Is Klinton wise to undersell the harshness of the Seventh? Mikhail Pletnev does likewise for DG in an account of the concluding Precipitato even less likely to put you in mind of tanks coming over the hill. I can only report that I missed Pollini’s super-efficiency, Argerich’s dash, and Sokolov’s incredible weight; perhaps that will always be the case. In the Eighth, Klinton is more reminiscent of Emil Gilels in 1974 – he premiered the work after all – than Daniil Trifonov in 2019. That most extreme of recent exponents kills off any sense of musical progression in his breathless sprint to the finishing line. Keyboard wizardry is never an end in itself for Klinton and she sees no need to bring out the steel in Prokofiev’s percussive writing. The Ninth brings the cycle to a very special close, the wan quality of so many performances replaced by something at once consoling, purposeful and humane. Tension matters less here than poetic shaping, and Donohoe’s breezier approach pays few dividends for all that he knows these scores from the inside having prepared a printed edition.

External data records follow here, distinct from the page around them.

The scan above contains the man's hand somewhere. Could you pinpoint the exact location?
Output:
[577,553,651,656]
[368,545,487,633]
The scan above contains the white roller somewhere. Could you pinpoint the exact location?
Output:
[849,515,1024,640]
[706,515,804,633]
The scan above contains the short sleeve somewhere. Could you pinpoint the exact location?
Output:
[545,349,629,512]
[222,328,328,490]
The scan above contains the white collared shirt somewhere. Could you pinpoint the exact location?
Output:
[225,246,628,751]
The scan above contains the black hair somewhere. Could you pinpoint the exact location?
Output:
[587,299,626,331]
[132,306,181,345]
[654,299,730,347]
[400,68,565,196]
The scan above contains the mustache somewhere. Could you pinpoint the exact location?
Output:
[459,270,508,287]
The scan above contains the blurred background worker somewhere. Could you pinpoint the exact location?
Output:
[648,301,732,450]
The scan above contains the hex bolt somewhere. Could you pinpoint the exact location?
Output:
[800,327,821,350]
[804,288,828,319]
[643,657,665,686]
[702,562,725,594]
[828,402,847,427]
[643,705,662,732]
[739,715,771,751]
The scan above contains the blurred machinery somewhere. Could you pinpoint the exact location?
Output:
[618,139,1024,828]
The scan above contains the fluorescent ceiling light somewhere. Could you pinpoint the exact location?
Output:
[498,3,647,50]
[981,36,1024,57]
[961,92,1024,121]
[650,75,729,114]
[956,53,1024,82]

Klinton sums up her approach this way: “Prokofiev’s music is extremely visual. It is physically communicative. Sometimes, playing it, I feel like a ballet dancer sensing the music through motion and vibration. In later life Prokofiev took this still further. Not only can we visualise objects, we can also feel the material that they’re made of, the structure, the consistency of the fabric. His distinctively ‘orchestrated’ writing for the instrument creates a particular challenge for a performer, different weightings, voicings and colours demanding different soundscapes.”

These are engaging words even if unobtrusive beauty of sound and perfect control cannot tell us the whole story. Richter, a great admirer of Prokofiev’s music, considered Prokofiev the man positively dangerous and left us a small vignette of the musician at his worst: “One day a pupil was playing him his Third Concerto, accompanied by his teacher at a second piano, when the composer suddenly got up and grabbed the teacher by the neck, shouting: ‘Idiot! You don’t even know how to play, get out of the room!’ To a teacher! He was violent. Completely different from Shostakovich, who was for ever mumbling ‘Sorry’.”

Atmospheric as her playing almost always is, you may find yourself hankering after rougher edges, more oomph, and less waywardness than provided here.